How Lume Works: The Retrieval Primitives

Lume retrieval pipeline - BM25, dense vectors, and the entity graph

Lume is a Rust hybrid search engine that Steve Harris and I have been building in the open at github.com/DeepBlueDynamics/lume. It’s a small CLI plus an MCP server, BSD-3 licensed, and built around a stubborn idea: when an agent asks a question, every step from query to evidence should be inspectable.

Lume indexes Markdown, source code, and PDFs (via a small Python extractor) and ranks over them with three independent primitives — field-aware BM25, dense GTR-T5 vectors via Shivvr, and a significance-scored entity graph.

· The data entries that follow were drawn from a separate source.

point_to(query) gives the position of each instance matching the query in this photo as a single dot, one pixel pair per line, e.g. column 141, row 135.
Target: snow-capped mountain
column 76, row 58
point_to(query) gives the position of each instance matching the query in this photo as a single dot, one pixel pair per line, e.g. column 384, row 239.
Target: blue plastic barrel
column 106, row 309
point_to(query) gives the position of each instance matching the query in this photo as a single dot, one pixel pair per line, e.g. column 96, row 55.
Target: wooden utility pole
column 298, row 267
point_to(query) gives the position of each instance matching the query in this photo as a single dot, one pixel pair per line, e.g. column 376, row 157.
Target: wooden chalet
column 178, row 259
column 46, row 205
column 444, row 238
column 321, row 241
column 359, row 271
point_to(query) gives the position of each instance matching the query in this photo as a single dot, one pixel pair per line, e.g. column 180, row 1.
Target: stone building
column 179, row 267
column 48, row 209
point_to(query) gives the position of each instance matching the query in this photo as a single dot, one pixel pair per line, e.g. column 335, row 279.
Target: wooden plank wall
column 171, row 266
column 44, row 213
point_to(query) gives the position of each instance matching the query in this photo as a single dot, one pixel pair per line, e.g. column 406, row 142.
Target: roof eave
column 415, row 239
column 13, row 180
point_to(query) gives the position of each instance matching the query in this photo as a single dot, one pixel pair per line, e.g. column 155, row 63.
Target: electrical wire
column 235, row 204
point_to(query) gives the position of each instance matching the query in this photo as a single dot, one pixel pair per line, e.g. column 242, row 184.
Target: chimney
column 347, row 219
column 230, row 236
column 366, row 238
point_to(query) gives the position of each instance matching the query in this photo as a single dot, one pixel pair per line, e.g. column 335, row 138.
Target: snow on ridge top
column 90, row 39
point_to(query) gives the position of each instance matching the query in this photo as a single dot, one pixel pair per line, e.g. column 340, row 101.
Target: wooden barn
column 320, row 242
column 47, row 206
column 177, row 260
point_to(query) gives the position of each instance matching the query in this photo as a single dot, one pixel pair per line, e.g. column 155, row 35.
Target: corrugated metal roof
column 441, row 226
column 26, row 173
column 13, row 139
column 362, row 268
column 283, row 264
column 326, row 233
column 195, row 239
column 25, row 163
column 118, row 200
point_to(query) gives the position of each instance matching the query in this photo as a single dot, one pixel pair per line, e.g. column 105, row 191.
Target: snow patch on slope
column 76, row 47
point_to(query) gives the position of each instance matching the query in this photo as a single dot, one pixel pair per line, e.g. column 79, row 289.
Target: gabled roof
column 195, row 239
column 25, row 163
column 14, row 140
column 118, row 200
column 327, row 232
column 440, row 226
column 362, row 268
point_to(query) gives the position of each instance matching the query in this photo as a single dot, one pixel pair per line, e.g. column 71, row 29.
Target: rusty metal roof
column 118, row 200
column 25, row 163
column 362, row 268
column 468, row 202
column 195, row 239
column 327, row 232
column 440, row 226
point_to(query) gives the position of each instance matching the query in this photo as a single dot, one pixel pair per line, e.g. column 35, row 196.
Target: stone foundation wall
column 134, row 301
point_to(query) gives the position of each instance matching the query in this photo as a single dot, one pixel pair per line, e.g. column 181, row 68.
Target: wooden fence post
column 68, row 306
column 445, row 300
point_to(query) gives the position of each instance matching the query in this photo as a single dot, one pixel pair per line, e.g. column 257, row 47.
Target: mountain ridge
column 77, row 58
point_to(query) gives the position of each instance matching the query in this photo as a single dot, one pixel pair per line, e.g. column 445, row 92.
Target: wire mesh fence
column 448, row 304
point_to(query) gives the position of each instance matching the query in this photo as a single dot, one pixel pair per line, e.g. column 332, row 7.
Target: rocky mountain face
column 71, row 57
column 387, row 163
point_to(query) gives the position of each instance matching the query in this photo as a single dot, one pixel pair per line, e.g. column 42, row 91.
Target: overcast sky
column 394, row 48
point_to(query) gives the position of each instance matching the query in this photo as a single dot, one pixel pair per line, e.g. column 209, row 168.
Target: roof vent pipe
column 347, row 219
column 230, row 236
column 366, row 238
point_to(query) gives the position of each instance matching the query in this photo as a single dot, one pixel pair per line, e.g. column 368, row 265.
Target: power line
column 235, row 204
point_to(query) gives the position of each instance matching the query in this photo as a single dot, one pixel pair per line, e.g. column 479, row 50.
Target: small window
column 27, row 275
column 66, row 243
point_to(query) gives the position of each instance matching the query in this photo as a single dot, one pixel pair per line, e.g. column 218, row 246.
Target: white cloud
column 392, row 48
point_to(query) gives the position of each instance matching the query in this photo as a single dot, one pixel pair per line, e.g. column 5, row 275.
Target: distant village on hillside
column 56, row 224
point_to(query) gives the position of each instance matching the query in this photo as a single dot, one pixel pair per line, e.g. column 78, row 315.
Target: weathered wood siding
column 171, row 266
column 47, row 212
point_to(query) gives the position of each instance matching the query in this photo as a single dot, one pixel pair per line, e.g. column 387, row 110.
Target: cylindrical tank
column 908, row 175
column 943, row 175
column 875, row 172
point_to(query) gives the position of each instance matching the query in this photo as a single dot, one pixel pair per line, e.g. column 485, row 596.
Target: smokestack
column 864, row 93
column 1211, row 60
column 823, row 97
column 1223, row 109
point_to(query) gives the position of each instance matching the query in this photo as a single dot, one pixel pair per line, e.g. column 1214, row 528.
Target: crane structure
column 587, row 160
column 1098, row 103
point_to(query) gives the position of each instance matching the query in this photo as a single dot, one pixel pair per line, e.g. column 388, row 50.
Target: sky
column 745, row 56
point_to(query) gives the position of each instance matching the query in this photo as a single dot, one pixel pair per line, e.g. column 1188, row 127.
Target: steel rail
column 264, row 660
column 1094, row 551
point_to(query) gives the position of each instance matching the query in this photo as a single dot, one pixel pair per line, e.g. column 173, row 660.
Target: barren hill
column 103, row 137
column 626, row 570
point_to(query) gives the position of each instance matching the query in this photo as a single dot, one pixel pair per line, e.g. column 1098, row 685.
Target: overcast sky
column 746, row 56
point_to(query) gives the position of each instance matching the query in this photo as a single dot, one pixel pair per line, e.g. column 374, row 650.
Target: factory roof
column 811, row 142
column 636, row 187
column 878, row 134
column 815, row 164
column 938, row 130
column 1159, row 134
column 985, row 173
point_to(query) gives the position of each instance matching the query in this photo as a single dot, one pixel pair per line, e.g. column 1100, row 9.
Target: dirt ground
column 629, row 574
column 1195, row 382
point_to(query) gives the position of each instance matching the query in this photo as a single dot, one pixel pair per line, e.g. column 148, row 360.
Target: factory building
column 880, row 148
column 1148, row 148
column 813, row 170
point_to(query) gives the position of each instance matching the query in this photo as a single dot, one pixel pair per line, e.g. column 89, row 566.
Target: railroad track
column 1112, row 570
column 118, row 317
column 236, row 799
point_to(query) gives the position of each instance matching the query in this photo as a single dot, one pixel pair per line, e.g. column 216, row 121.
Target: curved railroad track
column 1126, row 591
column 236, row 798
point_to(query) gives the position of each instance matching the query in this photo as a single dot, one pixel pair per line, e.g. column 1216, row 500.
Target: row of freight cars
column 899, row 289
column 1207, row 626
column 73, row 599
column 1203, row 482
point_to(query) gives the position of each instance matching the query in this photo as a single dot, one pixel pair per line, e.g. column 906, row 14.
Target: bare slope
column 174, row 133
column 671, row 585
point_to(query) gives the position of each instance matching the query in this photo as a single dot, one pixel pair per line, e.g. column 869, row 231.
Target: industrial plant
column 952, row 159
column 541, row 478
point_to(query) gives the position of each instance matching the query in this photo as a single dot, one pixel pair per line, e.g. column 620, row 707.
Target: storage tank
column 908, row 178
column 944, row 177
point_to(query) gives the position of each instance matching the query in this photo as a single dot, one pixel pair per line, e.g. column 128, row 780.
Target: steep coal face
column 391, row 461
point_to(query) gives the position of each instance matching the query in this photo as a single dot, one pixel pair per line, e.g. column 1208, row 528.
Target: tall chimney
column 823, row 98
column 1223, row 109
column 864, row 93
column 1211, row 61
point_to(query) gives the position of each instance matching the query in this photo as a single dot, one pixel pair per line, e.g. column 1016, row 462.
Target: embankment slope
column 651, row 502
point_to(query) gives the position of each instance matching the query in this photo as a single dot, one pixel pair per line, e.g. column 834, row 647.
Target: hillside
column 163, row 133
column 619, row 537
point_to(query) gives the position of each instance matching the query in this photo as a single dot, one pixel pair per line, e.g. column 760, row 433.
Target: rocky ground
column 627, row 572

The lexical core and the graph run entirely on your machine; only the dense vectors call out, and that endpoint defaults to localhost. There is no opaque “search box that returns a ranking” — every score has a name, a file, and a knob.

This post walks Lume’s retrieval core end to end, with line-level references to the current tree. If you’re building agentic systems and tired of treating retrieval as a magic step, this is for you.

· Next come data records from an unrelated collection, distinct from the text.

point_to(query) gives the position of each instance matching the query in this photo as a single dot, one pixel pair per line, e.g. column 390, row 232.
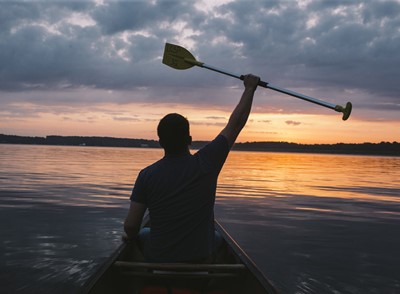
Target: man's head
column 173, row 132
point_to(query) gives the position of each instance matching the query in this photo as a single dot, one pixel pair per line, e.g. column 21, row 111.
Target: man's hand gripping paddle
column 179, row 58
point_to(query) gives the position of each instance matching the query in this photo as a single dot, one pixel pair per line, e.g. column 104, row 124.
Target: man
column 179, row 190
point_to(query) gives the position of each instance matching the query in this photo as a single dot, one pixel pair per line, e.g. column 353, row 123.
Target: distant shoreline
column 383, row 148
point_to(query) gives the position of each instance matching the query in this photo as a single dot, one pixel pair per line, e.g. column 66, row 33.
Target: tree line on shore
column 382, row 148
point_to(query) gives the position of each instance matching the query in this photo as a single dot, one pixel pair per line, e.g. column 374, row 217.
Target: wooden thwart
column 180, row 266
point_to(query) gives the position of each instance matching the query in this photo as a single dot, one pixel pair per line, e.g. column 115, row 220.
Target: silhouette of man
column 179, row 189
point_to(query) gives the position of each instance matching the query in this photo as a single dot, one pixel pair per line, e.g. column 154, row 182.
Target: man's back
column 179, row 192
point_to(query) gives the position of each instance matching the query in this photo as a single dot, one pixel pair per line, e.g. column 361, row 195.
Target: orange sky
column 140, row 121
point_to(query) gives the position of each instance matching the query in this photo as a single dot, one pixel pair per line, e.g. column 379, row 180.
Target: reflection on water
column 312, row 223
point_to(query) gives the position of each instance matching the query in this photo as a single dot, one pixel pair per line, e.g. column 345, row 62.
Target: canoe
column 127, row 272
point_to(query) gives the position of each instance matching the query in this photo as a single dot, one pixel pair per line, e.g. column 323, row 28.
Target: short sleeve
column 138, row 191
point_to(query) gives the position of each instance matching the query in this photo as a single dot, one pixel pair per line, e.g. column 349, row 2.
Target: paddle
column 179, row 58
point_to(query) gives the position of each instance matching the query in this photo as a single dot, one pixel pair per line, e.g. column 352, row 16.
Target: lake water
column 312, row 223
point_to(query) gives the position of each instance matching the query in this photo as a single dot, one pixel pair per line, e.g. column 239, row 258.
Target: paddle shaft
column 269, row 86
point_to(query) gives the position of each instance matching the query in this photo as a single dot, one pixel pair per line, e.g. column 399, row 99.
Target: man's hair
column 173, row 132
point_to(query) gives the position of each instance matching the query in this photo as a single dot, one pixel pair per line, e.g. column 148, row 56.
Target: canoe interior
column 127, row 272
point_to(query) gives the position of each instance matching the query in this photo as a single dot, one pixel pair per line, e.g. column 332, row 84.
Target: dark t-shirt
column 180, row 194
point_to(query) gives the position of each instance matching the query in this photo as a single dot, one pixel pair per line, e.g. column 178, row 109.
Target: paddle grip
column 260, row 83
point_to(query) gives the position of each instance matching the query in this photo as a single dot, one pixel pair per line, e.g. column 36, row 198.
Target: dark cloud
column 329, row 47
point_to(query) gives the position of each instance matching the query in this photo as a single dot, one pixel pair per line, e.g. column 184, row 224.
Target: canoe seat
column 180, row 270
column 181, row 278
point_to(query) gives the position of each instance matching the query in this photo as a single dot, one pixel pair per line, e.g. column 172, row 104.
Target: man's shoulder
column 151, row 168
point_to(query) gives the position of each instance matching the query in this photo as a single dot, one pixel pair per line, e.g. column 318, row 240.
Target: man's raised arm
column 241, row 113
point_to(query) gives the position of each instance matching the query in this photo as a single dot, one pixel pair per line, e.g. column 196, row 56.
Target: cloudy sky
column 94, row 67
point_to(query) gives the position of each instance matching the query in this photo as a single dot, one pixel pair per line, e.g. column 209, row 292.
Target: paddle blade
column 178, row 57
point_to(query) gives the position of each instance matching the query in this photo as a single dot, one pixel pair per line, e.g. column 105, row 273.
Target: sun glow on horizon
column 140, row 121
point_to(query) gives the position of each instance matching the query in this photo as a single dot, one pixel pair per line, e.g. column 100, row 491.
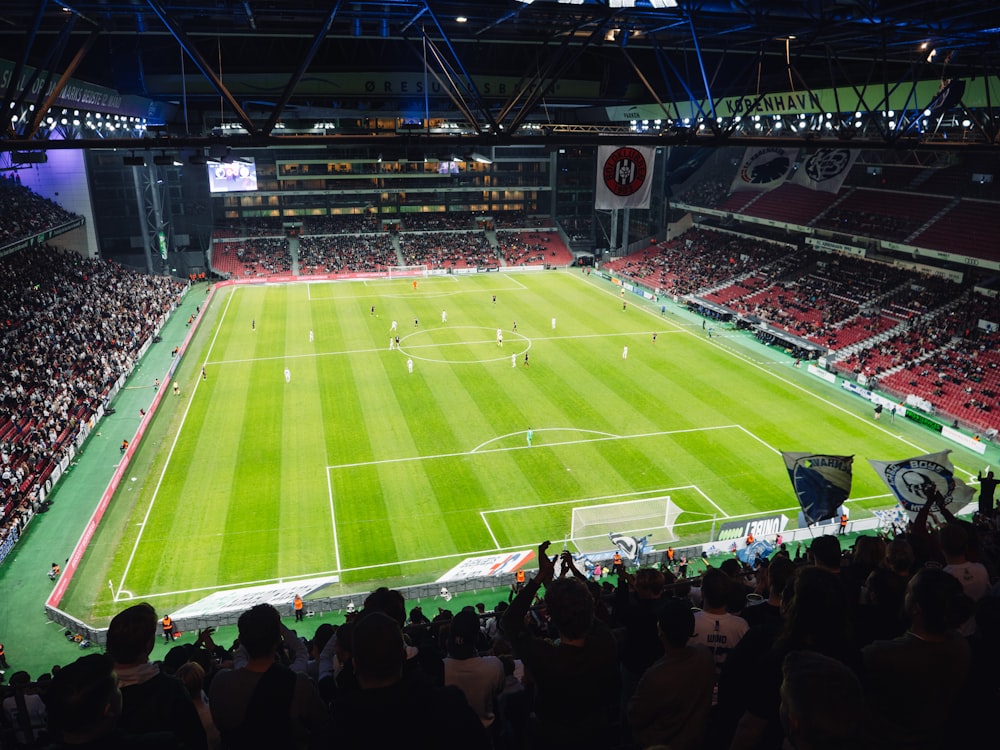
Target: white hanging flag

A few principles up front, because they explain the design:

Local-first. Lexical search and the entity graph run entirely on your machine. Dense vectors are fetched from Shivvr through SHIVVR_BASE_URL, which defaults to a local endpoint.
Layered, not monolithic. BM25, semantic, and graph are independent signals with their own scores. The blend is one line; each input is replaceable.
Auditable. The engine prints what it pruned, what it ranked, and why it rejected the rest.

0. The unit of retrieval: a Section

Lume indexes Markdown, cut into sections at # headers (parse_markdown in src/bm25.rs:211). A Section (src/bm25.rs:106) is the atom everything ranks over:

pub struct Section {
    pub title: String,
    pub body: String,
    pub line_number: usize,
    pub filename: Option<String>,
    pub entities: Vec<String>,   // resolved named entities, for the graph
}

Title and body are separate fields with separate statistics — that distinction shows up immediately in scoring. The whole index lives in memory as a Bm25Index (src/bm25.rs:147): per-field term-frequency maps, document frequencies, field lengths, roaring-bitmap posting lists, prime/Gödel signature filters, and the entity posting lists that feed the graph.

1. Primitive: field-aware BM25

The lexical core is a field-aware BM25 with three selectable variants. The tuning defaults (Bm25Params in src/bm25.rs:125) are deliberately classic:

Self { k1: 1.2, b: 0.75, delta: 1.0, title_weight: 2.0, body_weight: 1.0 }

k1 controls term-frequency saturation; b controls length normalization. The one opinionated choice is title_weight: 2.0: a title hit contributes twice as much as a body hit before the coordination factor is applied. That is useful, but it can overweight chapter titles when a query token is broad. Treat it as a knob, not a law.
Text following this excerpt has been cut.